Depuis que l’on nous a annoncé que nous vivions dans une nouvelle ère, celle de la mondialisation, les diagnostics, les interprétations sur le sens de cet événement varient. Certains y voit le déploiement d’une énorme richesse, et pas seulement évaluée en biens commerciaux (ce qui peut aussi bien nous offrir de nouvelles possibilités de vie qu’aiguiser les appétits de puissance des États), d’autres y trouvent la garantie de leurs discours de serrement de ceinture, de compétition acharnée, de charges trop lourdes pesant sur les chefs d’entreprise. L’occasion de faire admettre l’existence d’un nouvel état de rareté. « Nous sommes décidés à mourir de faim avant de commencer à avoir faim », disait Thoreau, et pour beaucoup cela veut simplement dire : Maintenant, fini de rire, vous avez connu le bonheur et l’aisance, il vous faut vivre absolument dans le besoin à présent !

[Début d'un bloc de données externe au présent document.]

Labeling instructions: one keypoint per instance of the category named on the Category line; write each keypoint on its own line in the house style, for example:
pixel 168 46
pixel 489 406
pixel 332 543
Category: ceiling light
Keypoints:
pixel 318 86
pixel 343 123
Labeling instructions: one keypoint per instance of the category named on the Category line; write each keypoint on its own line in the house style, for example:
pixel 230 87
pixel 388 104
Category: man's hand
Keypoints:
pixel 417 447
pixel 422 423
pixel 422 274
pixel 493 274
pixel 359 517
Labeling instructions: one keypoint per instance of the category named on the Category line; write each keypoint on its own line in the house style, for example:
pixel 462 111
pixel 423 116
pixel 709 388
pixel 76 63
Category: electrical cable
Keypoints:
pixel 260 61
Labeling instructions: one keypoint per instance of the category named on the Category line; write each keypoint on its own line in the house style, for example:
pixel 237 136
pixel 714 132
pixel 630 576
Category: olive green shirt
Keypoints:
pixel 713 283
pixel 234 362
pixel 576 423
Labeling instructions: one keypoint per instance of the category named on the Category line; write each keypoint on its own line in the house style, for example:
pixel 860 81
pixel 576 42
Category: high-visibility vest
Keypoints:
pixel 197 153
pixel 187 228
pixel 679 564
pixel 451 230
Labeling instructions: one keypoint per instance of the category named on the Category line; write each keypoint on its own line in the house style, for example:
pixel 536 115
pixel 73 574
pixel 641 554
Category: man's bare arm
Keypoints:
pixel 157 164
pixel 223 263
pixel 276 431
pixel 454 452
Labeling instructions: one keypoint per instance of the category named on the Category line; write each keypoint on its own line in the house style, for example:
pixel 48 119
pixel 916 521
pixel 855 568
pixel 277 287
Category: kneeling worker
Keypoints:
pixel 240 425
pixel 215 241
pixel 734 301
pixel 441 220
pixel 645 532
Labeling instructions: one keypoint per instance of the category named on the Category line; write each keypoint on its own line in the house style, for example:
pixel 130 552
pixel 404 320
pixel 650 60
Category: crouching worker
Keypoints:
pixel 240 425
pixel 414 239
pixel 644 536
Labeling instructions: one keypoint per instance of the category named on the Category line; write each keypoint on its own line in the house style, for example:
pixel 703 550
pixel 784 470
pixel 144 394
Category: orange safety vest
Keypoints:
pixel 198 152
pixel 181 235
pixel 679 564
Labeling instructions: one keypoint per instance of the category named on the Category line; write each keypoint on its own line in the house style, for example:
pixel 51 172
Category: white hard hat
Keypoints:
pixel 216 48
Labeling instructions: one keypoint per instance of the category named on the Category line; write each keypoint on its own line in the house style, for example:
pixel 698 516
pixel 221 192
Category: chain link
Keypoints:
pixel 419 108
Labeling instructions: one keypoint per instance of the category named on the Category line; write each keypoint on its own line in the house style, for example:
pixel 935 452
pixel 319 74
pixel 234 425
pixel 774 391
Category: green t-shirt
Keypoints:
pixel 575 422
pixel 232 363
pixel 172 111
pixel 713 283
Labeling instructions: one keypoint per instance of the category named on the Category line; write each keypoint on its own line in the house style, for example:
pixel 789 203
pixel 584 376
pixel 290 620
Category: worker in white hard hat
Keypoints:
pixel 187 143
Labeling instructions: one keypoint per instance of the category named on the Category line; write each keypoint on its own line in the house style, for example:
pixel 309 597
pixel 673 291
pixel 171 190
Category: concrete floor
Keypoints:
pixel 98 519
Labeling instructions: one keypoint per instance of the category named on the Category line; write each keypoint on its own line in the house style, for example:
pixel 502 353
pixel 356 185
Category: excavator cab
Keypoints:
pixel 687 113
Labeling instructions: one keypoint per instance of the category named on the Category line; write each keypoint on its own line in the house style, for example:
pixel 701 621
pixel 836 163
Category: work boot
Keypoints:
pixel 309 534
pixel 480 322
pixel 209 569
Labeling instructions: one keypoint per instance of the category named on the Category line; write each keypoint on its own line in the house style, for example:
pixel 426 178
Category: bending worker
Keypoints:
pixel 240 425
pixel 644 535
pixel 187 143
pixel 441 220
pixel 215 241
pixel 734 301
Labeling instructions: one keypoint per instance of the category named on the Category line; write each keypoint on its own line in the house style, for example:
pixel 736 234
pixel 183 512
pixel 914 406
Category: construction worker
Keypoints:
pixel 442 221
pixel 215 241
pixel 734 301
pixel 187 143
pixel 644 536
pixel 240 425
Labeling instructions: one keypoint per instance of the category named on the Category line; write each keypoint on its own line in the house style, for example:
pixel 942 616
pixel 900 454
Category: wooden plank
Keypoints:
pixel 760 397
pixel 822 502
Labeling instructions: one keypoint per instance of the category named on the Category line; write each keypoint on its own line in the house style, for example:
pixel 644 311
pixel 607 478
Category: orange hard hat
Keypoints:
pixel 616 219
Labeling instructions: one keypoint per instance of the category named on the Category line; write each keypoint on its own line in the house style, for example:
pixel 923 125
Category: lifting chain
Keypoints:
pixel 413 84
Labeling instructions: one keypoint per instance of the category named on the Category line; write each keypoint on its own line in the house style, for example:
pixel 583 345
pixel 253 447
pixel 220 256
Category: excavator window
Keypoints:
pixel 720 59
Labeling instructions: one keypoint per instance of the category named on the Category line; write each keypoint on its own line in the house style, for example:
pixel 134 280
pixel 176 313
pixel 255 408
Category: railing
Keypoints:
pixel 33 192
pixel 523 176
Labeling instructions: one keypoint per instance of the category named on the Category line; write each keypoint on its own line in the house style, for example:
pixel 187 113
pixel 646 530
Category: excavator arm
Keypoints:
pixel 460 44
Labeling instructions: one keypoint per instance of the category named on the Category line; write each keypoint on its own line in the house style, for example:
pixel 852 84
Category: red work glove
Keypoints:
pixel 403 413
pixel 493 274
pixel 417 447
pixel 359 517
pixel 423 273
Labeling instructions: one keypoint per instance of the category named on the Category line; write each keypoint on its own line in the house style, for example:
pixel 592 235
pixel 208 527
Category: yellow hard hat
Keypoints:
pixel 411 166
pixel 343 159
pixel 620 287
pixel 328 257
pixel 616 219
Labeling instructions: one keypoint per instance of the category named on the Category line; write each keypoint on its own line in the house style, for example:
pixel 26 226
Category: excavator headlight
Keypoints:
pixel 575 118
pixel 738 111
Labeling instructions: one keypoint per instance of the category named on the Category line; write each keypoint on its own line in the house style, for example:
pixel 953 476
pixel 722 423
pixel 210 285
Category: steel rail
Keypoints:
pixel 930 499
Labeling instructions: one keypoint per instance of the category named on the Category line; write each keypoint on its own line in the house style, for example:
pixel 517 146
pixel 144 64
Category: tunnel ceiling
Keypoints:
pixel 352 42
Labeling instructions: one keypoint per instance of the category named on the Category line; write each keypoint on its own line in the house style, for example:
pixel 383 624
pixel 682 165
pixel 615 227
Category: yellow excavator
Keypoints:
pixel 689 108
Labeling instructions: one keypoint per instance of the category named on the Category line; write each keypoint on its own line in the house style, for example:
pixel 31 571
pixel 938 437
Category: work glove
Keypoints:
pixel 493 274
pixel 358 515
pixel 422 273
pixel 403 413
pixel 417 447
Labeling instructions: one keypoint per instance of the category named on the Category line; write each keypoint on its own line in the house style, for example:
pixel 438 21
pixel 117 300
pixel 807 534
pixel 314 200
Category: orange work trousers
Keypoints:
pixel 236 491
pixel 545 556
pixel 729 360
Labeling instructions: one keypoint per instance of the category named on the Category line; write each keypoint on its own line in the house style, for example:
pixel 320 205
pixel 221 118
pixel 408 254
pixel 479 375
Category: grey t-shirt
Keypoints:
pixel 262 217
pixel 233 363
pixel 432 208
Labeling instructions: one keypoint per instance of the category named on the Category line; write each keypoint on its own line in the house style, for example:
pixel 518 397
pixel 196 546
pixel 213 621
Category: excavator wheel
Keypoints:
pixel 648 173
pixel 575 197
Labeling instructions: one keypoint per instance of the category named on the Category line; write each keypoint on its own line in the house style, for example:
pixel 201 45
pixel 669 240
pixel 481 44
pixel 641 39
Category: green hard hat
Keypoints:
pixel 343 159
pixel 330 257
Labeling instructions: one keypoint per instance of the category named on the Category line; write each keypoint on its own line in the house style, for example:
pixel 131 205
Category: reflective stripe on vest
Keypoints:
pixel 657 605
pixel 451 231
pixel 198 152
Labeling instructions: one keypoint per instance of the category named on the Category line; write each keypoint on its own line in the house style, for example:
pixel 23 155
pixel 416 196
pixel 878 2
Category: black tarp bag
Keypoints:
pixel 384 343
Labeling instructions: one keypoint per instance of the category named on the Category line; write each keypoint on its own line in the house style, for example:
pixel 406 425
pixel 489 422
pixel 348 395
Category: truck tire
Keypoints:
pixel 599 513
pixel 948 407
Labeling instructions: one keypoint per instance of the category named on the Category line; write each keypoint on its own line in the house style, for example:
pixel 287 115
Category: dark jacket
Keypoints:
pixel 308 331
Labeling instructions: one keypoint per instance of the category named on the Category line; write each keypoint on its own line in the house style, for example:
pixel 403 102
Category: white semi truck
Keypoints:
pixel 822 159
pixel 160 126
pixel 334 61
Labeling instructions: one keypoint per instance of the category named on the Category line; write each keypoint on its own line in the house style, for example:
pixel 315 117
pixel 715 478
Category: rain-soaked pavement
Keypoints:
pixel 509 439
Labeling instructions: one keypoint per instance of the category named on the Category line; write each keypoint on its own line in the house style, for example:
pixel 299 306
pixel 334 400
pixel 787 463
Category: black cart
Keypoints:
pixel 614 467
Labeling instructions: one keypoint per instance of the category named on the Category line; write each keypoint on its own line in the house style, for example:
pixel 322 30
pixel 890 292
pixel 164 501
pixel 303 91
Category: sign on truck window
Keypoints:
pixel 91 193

En fait, la situation actuelle de l’État français, la politique d’austérité que nous vivons n’est pas tant la forme d’acceptation ou même d’accréditation résignée de cette rareté que sa réalisation progressive : une dénégation, un mépris, un renoncement forcené à toute forme de richesse ou de force publique qui n’est pas industrielle, militaire ou monétaire. Je pense à la santé, à l’éducation, au temps libre. Au travail non contraint. Nous voilà relancés dans une politique d’appauvrissement continu, calculé, ménagé, de la population. N’oublions jamais que les derniers télégrammes d’Hitler appelaient à détruire le peuple allemand.
Coup de filet
Dans un de ses derniers articles publiés mais un de ses premiers écrits, Michel Foucault signalait quels types d’espaces pouvaient être capables de définir et distinguer certaines périodes de l’histoire (l’époque au même titre que l’état, le stade, l’étape, la stase étant plutôt des formes de suspension ou d’arrêt du temps). Le plus récent et le plus déterminant de ces espaces était, à ses yeux, celui du réseau.